Las floridas son una colección de extractos o de párrafos de diversas memorias y discursos.

El estilo de estos fragmentos es ampuloso, sin variedad y sin naturalidad. Imitando el ejemplo de sus maestros de Roma, hacía Apuleyo con frecuencia discursos pueriles, cuyo único objeto era su propio panegírico y el de sus oyentes. Por fortuna ponía en ellos algunas digresiones, y a estas se deben varios detalles curiosos, relativos a los usos de la época y a las costumbres religiosas del politeísmo.

Las obras religiosas comprenden: 1.º Un tratado del Dogma de Platón, que se divide en tres libros: la filosofía natural, la filosofía moral extractada de los libros De Republica y de Las leyes, de Platón, y la lógica, que contiene los principios de Aristóteles y de los estoicos. 2.º El tratado de El mundo, que reproduce literalmente la doctrina cosmogónica de Aristóteles. 3.º El tratado de El dios de Sócrates, en el cual Apuleyo, admitiendo la realidad del genio de Sócrates, examina a qué clase de demonios pertenece.

Este libro ha sido ampliamente refutado por San Agustín. El gran doctor acusa a Apuleyo de comercio secreto con el demonio. San Jerónimo le considera como el Anticristo, y proscribe en los términos más enérgicos sus obras, como inspiradas en el espíritu del mal.

Apuleyo, sin embargo, no pasa de ser un sectario de la filosofía de Platón, y dentro y fuera del cristianismo tuvo numerosos cómplices, porque era entonces general la influencia del espiritualismo griego, no faltando entre los más doctos cristianos quien tratase de conciliar los mitos poéticos del discípulo de Sócrates, con la sublime moral de Jesucristo, uniendo de esta suerte el antiguo con el nuevo mundo.

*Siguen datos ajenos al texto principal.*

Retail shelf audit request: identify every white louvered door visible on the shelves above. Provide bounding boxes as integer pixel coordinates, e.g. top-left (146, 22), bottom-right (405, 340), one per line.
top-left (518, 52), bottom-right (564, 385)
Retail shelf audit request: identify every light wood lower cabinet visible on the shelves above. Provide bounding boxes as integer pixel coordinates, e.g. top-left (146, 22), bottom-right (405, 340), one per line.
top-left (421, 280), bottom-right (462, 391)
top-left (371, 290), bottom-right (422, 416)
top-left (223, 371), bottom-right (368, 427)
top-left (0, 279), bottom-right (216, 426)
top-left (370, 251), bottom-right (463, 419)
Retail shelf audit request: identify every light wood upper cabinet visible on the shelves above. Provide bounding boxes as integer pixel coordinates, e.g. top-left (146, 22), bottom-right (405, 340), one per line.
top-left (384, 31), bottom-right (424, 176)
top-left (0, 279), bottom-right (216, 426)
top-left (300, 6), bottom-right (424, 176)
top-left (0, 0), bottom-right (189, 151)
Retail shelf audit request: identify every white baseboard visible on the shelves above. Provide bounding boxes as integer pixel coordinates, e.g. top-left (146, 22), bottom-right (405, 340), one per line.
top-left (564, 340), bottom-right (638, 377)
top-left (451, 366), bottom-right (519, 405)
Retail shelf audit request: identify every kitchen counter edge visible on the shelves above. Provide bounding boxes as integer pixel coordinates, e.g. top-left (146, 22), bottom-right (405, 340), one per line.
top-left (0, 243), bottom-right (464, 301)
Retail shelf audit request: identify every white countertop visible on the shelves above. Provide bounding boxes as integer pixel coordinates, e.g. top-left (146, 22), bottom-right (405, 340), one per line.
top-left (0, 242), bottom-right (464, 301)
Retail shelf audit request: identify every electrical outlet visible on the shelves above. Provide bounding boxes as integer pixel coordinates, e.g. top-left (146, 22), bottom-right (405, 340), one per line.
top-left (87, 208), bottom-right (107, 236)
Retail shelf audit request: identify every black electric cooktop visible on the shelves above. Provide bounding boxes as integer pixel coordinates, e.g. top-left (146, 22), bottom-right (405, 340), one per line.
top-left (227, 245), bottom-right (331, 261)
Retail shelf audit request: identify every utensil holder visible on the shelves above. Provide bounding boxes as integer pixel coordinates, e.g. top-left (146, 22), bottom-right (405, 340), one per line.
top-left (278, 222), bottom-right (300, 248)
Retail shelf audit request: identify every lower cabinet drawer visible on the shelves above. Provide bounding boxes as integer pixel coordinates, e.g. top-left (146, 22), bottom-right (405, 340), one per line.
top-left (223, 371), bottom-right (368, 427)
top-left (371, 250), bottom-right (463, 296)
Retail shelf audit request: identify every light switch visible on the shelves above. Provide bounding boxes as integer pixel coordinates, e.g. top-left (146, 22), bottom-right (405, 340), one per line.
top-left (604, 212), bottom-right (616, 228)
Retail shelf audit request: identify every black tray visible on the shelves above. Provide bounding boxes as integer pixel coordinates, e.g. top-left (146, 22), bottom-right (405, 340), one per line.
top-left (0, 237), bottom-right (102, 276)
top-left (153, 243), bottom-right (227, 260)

No se empeñó en tan difícil trabajo Apuleyo, y acaso porque no tuvo ni el propósito, ni siquiera la idea, de demostrar que las doctrinas platónicas eran como el presentimiento de la gran reforma humana consumada por el cristianismo, incurrió en el anatema.

En los trabajos filosóficos que de él han llegado a nosotros, no es Apuleyo más que un traductor; no crea ningún nuevo sistema, limitándose a exponer el del maestro. Apenas se atreve a añadir algunos comentarios al texto que traduce, a la concreta exposición de las teorías del filósofo divino.

No fatiga su imaginación investigando nuevas verdades, ni examinando las reconocidas, ingeniándose en reproducir laboriosamente las mismas ideas con distintas formas. Socavando en los despojos de la antigua lengua latina, encuentra nuevas palabras para disfrazar ideas vulgares, siendo como escritor lo mismo que era como orador.